A project that is aiming to help an Irish dairy farm achieve net-zero emissions by 2027 has been awarded €2 million in funding.
Professor Kevin O'Connor and his team at University College Dublin (UCD) received a Science Foundation Ireland (SFI) Future Innovator Prize for their Farm Zero C project.
This is aiming to deliver a climate-neutral farm in Cork, with plans to extend the strategy to a further 5,000 farms within five years.
In partnership with dairy company Carbery Group, the Farm Zero C team has studied how planting different types of grasses and clovers and supporting hedgerows can boost biodiversity and soil health. It has also focused on the use of renewable energy and how changing what we feed livestock can affect how much methane gas they produce.
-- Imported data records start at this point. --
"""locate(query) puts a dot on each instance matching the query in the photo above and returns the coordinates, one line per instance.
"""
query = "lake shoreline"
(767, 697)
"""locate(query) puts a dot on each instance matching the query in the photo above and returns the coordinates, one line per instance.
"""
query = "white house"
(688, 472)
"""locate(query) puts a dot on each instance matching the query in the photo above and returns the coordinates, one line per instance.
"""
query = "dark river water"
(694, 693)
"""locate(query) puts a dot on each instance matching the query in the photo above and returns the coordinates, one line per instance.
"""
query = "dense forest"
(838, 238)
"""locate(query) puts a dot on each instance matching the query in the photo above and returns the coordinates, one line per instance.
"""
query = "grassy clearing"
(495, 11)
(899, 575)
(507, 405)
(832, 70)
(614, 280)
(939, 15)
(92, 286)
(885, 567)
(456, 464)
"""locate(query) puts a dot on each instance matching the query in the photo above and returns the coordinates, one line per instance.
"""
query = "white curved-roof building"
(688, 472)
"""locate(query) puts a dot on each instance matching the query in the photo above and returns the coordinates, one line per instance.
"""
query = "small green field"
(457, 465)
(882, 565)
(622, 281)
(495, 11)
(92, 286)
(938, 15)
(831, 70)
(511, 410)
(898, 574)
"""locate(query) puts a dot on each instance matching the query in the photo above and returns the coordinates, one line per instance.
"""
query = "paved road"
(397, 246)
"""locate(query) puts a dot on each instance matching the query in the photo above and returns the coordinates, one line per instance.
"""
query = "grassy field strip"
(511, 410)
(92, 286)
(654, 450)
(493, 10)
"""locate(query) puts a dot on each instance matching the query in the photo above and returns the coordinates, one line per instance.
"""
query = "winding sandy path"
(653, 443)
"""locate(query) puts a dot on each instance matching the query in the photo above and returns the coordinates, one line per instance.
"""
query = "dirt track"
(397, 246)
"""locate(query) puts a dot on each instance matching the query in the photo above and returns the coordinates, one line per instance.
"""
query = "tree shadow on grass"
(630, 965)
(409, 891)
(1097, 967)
A wider deployment will then use a mobile app to integrate farm and satellite data. This will provide users with information on the carbon footprint of their activities and help develop mitigation strategies.
"Agriculture is a critically important sector for Ireland, socially and economically, and dairy farms have huge potential to help Ireland to address two existential challenges: climate change and biodiversity loss," said O'Connor, who is director of the SFI BiOrbic research centre at UCD.
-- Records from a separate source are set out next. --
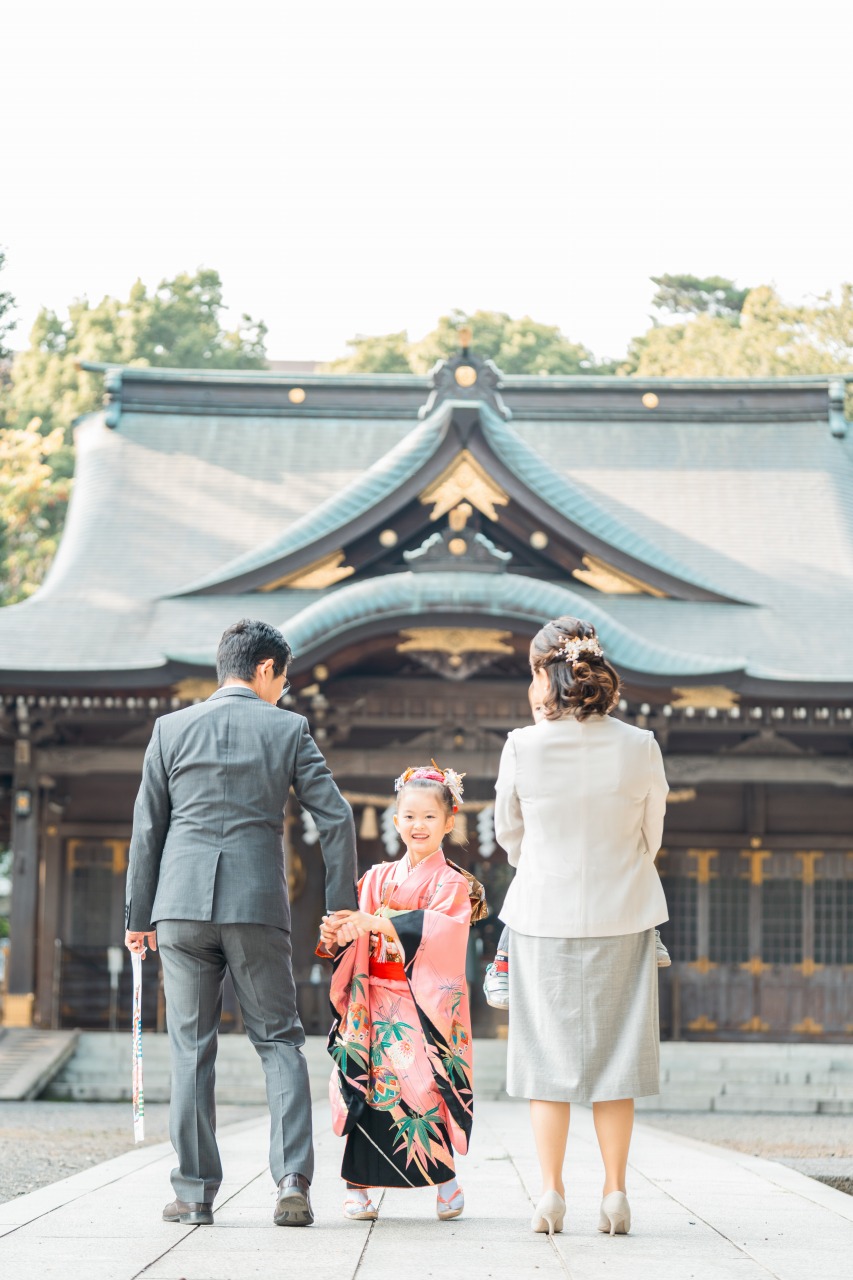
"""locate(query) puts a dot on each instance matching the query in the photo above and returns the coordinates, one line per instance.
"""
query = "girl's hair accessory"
(571, 649)
(448, 778)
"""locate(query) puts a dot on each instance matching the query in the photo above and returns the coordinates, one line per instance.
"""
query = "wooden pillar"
(24, 890)
(49, 954)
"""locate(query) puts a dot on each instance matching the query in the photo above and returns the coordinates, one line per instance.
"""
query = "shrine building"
(409, 535)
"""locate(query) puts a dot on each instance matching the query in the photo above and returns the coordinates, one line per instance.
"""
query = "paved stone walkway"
(699, 1214)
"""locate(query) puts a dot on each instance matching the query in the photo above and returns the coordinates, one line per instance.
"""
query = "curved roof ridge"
(341, 508)
(410, 597)
(573, 502)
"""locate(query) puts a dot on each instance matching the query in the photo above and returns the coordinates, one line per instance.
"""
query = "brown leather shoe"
(188, 1214)
(293, 1203)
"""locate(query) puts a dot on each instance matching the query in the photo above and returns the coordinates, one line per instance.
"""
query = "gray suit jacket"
(209, 818)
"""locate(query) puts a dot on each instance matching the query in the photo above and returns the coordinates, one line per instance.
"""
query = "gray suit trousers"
(195, 955)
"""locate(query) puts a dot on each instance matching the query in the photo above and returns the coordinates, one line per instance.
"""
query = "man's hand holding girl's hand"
(350, 926)
(138, 942)
(328, 935)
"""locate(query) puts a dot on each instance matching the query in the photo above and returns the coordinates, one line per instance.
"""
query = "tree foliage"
(693, 295)
(177, 325)
(767, 338)
(7, 319)
(521, 346)
(35, 484)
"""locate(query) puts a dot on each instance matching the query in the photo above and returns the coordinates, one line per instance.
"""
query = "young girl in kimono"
(401, 1040)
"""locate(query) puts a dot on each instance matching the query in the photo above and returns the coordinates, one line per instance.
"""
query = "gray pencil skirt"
(583, 1018)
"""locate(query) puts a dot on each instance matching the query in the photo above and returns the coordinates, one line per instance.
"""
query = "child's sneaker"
(497, 983)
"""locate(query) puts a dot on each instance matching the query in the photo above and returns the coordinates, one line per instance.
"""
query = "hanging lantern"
(486, 831)
(459, 835)
(369, 826)
(389, 837)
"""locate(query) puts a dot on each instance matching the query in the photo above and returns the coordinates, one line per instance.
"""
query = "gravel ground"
(42, 1142)
(775, 1137)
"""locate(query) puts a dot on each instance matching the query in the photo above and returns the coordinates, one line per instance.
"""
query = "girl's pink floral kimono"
(401, 1040)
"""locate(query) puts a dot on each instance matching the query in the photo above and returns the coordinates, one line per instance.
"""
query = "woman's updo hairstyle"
(580, 680)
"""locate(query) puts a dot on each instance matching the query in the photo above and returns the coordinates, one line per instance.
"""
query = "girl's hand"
(357, 923)
(354, 926)
(328, 935)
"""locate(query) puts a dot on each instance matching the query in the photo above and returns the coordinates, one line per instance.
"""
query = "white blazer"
(579, 812)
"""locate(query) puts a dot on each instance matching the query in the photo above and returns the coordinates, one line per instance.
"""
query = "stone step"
(30, 1059)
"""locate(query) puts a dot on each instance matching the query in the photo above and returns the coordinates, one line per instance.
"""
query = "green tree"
(767, 338)
(693, 295)
(179, 324)
(384, 353)
(520, 346)
(7, 307)
(35, 485)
"Farm Zero C is building a holistic plan to progressively bring farm emissions to net zero, enhance biodiversity, and integrate natural capital and digitalisation into the farm business."
The SFI Future Innovator Prize was launched in 2018 as part of a Government plan to cultivate challenge-based funding in Ireland.
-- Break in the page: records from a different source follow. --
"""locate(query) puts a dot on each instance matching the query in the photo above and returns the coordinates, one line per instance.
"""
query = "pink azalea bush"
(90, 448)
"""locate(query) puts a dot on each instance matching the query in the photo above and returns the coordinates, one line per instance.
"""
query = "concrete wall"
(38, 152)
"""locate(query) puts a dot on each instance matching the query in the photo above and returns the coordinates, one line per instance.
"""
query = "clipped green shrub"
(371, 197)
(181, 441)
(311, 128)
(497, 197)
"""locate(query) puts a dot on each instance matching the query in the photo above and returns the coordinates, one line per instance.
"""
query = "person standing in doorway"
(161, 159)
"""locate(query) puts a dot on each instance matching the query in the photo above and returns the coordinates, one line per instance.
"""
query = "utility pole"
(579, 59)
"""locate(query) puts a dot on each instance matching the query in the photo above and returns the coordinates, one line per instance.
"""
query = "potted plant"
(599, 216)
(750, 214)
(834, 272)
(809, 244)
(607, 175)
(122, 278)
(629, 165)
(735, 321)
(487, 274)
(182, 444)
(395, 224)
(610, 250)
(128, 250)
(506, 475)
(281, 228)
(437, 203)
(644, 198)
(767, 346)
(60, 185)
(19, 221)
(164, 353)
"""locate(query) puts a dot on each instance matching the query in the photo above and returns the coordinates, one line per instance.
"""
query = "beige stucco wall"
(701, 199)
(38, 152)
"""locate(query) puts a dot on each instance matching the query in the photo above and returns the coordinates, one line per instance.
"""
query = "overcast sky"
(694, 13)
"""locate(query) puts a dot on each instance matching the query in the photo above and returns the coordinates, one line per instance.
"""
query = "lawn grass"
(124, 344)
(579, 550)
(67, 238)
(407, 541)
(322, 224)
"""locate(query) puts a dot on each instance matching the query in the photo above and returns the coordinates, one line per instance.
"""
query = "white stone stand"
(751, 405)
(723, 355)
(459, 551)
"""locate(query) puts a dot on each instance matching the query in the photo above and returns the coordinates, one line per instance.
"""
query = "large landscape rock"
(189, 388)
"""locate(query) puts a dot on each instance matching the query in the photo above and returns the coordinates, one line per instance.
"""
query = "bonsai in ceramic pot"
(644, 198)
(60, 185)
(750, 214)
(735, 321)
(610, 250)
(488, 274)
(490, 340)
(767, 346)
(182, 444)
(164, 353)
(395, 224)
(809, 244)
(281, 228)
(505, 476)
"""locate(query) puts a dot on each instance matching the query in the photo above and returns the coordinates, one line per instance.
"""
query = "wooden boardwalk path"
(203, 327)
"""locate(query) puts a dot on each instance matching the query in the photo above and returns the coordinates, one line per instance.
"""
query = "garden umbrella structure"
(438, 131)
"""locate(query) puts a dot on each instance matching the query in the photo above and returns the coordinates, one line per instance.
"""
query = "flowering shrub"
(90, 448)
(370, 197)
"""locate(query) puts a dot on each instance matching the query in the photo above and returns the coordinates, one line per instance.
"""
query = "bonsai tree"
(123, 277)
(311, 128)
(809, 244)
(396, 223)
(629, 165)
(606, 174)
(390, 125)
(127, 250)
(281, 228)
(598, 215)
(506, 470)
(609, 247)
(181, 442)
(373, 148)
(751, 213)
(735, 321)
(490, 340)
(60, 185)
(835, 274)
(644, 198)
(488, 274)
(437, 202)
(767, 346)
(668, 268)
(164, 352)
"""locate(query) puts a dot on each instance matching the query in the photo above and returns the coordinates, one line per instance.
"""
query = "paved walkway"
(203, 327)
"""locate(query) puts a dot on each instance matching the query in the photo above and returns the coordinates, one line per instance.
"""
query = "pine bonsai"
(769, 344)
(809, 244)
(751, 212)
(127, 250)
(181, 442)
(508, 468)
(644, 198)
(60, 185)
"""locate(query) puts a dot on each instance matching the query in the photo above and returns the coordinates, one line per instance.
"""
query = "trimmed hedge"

Prof Mark Ferguson, director general of SFI, said it also aims to accelerate "excellent and innovative solutions to critical societal and global issues".
Minister for Further and Higher Education, Research, Innovation and Science Simon Harris, TD, who awarded the funding, added that "innovative and disruptive ideas" such as Farm Zero C will become more important as the Government works towards the Climate Action Plan.
O'Connor's team was awarded the €2m funding as part of the Future Innovator Prize’s Zero Emissions Challenge.
A special prize of €500,000 was also awarded to Dr Tony Keene and his team at UCD, who looked at bringing lithium cobalt batteries into the circular economy in a bid to decarbonise road transport.
Another €500,000 prize was awarded to Dr David McCloskey's team at Trinity College Dublin for a cost-effective technology to improve the efficiency of existing and future solar panels.